だからこう思われるのもしょうがないと俺は思った。
「実は、ファラヴァの方が強かったりするかもだけどね。」
「ええぇぇぇ!そ、そんなことないですよ…」
そんなダンジョンの中とは思えない会話が続いていた。
しいてはモンスターの気配がするというのに。
「少し教えてもらいたいことがあるんだけど。」
俺は、ちょっと質問しようと思ったのでこう言った。
「いいですよ。なんでしょう?」
「操力武器の、力を使った技ってなんていう名前なんだ?」
「それは、流力技といいます。
流力は、全部で200通り以上あるといわれています。」
「へえぇ。
でも流力技って自分で見出せる技もあるんじゃないか?」
「まあ、200通りというのは、基礎技みたいなものですから、そのようなオリジナルな技もあると思います。」
「ほう。
じゃあ、今度、流力技についてもう少し教えてくれないか。」
「いいですよ…って、今度!?」
「あ、ああ、ダメか?」
「い、いえ、今度があるんだなぁと思っちゃって。」
「そういうことね。
てっきり拒絶されたのかと思った。」
「あ、あははは…」
今度って言っても、どうすりゃいいんだろう。
場所とかも決めなくちゃな。
「今度会うんだったら、俺の特訓場所来るか?
実は、独占状態だから気を使わなくてもいいと思うよ。」
「独占状態?
いったいどんな場所で、特訓してるの。」
「森の中。」
そういうと、数秒間、間が空いた。
「も、森を独占て…す、すごいね。」
ファラヴァは放心状態のような表情だった。
「はは、ある人に借りててね。」
「でも特訓の邪魔なんてしていいんですか?」
「邪魔というか、むしろ助かるよ。
足りない知識を埋められるからね」
「じゃあ、こちらからもありがたく、行かせていただきます!」
ファラヴァは、少し、ニヤニヤした表情だった。
俺は、流力技について教えてもらえるということで、とてもわくわくしていた。
それに、武器についての知識ももっと欲しい。
もしかしたら、剣の潜在能力的なものも分かるかもしれない。
そんなことを思った。
「ファラヴァはどのあたりに住んでいるんだ?」
「このダンジョンからは結構遠いですが、カルターンという、街に住んでいます。

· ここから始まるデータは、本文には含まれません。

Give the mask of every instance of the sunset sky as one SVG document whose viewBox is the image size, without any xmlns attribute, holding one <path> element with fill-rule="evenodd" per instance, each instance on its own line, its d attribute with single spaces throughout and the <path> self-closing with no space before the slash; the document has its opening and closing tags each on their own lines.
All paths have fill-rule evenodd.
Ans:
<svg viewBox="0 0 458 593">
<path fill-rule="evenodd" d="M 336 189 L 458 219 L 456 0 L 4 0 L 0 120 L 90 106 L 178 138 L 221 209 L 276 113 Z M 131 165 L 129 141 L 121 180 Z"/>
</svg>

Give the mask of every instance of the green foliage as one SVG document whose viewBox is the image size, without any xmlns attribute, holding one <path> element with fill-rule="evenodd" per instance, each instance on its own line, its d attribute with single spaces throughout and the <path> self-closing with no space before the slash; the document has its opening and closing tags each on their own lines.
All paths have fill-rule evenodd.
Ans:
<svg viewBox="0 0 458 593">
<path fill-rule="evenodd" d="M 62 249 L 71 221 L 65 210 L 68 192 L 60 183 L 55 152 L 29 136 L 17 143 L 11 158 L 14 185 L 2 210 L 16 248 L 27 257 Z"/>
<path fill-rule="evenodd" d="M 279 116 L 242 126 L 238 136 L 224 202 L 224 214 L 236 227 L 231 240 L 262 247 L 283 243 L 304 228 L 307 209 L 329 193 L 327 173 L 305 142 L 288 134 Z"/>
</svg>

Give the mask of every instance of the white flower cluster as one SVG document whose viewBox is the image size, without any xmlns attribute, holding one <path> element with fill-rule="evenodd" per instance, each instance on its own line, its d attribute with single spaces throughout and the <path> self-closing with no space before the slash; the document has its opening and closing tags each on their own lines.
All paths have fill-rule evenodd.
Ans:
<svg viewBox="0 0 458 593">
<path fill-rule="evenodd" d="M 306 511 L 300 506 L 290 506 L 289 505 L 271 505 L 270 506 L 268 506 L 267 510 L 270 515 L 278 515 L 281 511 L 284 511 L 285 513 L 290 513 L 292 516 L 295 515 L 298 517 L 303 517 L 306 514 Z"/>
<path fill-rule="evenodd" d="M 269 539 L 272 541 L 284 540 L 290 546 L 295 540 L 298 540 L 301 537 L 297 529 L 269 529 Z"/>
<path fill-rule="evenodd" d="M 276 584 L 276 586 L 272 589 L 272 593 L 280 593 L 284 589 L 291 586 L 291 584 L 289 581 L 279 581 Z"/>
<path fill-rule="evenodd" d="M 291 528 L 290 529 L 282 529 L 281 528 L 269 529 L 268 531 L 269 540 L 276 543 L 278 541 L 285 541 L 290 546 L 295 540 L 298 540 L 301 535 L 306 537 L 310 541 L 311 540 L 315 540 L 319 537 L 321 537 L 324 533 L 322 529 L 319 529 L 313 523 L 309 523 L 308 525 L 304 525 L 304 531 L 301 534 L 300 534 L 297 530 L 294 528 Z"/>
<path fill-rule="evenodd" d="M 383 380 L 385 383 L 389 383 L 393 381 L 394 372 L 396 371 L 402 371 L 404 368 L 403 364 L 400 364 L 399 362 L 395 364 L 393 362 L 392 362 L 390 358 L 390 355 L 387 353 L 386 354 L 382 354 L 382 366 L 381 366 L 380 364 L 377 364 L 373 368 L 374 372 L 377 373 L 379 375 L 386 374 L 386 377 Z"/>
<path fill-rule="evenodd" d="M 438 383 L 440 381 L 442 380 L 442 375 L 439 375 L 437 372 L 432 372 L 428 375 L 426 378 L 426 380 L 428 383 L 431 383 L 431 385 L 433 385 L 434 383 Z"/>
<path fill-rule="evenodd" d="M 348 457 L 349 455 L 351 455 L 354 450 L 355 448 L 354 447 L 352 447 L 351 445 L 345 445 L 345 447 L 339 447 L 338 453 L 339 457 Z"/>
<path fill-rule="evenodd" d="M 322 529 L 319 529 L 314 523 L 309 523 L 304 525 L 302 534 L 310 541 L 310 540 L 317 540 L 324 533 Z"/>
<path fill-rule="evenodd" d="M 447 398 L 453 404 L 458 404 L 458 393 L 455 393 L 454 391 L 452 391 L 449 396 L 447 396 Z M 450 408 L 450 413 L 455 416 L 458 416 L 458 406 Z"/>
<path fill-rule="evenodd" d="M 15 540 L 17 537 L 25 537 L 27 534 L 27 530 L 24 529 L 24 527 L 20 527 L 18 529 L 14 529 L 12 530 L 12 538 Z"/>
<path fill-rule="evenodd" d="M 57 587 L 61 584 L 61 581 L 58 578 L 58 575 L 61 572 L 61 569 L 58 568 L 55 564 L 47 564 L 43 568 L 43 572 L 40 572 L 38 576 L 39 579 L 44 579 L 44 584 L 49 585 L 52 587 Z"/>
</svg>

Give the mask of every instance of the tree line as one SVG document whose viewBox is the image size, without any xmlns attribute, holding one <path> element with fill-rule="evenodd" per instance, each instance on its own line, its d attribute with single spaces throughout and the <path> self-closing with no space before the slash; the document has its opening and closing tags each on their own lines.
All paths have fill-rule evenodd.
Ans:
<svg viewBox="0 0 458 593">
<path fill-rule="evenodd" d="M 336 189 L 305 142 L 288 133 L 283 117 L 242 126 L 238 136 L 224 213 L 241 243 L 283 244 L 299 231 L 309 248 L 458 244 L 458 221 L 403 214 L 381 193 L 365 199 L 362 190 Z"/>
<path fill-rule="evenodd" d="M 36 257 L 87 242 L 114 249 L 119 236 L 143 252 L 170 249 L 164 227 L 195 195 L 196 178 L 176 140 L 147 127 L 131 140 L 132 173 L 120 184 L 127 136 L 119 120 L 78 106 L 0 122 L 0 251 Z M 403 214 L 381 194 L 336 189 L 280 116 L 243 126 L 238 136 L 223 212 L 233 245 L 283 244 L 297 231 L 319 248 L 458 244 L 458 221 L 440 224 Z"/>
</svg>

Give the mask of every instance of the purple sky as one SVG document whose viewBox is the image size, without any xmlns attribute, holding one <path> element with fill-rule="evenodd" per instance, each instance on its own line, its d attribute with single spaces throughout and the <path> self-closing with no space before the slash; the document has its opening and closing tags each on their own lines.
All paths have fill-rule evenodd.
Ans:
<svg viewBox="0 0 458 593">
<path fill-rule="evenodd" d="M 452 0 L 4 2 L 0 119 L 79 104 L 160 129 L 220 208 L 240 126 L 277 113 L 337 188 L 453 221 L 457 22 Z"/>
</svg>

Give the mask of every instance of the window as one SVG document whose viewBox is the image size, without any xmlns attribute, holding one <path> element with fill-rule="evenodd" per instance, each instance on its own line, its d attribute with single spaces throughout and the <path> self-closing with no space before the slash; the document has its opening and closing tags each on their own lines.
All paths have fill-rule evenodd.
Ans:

」
「学園とかってあるのか?」
「カルターンには、学園はないんですが、チーム的なものはあります。」
「チーム?」
「チームというのは、まあ、ランキングにのるために作られているものです。そのチーム内では、学園のように交流の場として、設定されています。」
「ちなみに一番強いチームとかってあるのか?」
「一番強いかはわかりませんが、黒騎士団というのが、ランキング一位です。」
もうすごかった。
リアルでこんな、名前のチームがいるのか?
すごすぎるだろ。
「す、すごいな…」
「そうですよね、あははは…」
こんな変な会話も続いたが、この世界の街の詳しい様子も聞けて良かった。
会話を続けて5分位たった頃、ファラヴァからある一言が告げられた。
「気配を感じます…」
「まじか…」
会話をしていた、空間に、空虚な雰囲気が下りる。
耳を澄ませると、足音のようなものが聞こえた。
「広い場所に行きましょう。」
ファラヴァが急に口を開いた。
おそらくこの空間だと戦いづらいからだろう。
そして、広い場所についた。
「指示はなるべく私が出しますので、交戦お願いします。」
「分かった。」
静かな声で会話した。
そして松明の明かりのふもとに、モンスターの影が見えた。
俺とファラヴァは、剣を構えた。